The same sign Ron Gardenhire hung in his office at the Metrodome, the one that reads “Improvise and Overcome,” hangs in his office at Target Field.
On another wall is a copy of a Star Tribune sports section from his first game as Twins manager, an 8-6 victory over Kansas City on April 1, 2002. Another wall is lined with scorecards from memorable wins: Win No. 1; the game that clinched the division in 2002; win Nos. 300, 500 and 600; the last game at the Dome; Game No. 163 against the Tigers in 2009; and win Nos. 700, 800 and 900.
The next memento will be the lineup card from win No. 1,000. Gardenhire sits at 997-937 after the Twins defeated the Chicago White Sox 4-3 on Wednesday.
But will it be the final keepsake he collects as manager of the Twins?
Gardenhire’s contract expires after this season, and there has been no indication from Twins management whether he will be invited back as the club nears the end of a possible third consecutive season of 90-plus losses. There figures to be a range of emotions when he becomes the 60th manager in major league history to reach the 1,000-win milestone.
Gardenhire, 55, has shown no signs of stress over his uncertain future. He has been engaging and pleasant in the clubhouse, as he has been throughout his career, and his sense of humor has remained intact.
“Carol [his wife] and I obviously talk about it,” he said. “The ‘what ifs?’: What if we’re not here next year, where are we going to go? Because my kids are up here. They live up here, work up here. So it would be naive to say we didn’t think about it and talk about it. But it’s not something I’m overwhelmed by.”
Those who have known Gardenhire throughout his professional career, as a player, coach and manager, believe he was a natural to be in a dugout, running a team.
“When we got him over here to manage Kenosha in 1988, there was no doubt he was going to become a major league manager, even back in A-ball,” said Twins General Manager Terry Ryan, whose relationship with Gardenhire goes back to the 1980s when they were in the Mets organization. “He just had that presence and he had the respect of players.”
He has, through his 26 years with the Twins organization (12 as manager), also gained the respect of his peers.

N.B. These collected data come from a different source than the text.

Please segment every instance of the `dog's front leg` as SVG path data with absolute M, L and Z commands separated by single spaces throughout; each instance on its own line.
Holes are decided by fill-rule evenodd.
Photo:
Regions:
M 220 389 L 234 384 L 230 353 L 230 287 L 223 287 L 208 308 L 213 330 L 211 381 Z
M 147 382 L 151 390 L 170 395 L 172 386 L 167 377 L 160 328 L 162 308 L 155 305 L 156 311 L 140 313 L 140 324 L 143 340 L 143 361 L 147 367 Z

“I think Gardy has a very, very broad baseball mind and is in tune with fundamentals in every area,” said Angels manager Mike Scioscia, the only current baseball manager in the majors with more tenure with one team (14 years) than Gardenhire. “He understands what’s needed on a team to be successful. He’s made the most of whatever talent he’s had on his roster, taking advantage of every aspect.”
Twins players who have experienced Gardenhire during good times — he led the club to six division titles in his first nine seasons — say he has adapted well from working with elite players to teaching inexperienced ones.
“I think the players here see him as part of the solution and not part of the problem,” closer Glen Perkins said, “and that we can win with him.”
Adapting to the talent
Behind his office desk sits the 2010 AL Manager of the Year Award, which he received after five consecutive runner-up finishes.
On his watch, he’s had two MVPs (Justin Morneau and Joe Mauer), a two-time Cy Young winner (Johan Santana), three players win Silver Slugger awards (Morneau, Mauer and Josh Willingham) and four players win Gold Glove awards (Mauer, Santana, Torii Hunter and Doug Mienkiewicz).
But while the victories and the awards have dried up the past few years, Gardenhire still believes he’s improved as a manager in several key areas.
“I think you change,” he said. “Back then I was a little more confrontational. I wasn’t afraid to get in players’ faces, screaming. I think I’ve kind of realized that players are giving you everything they have and I’m not as confrontational. I think I understand how to handle players better than I did before.”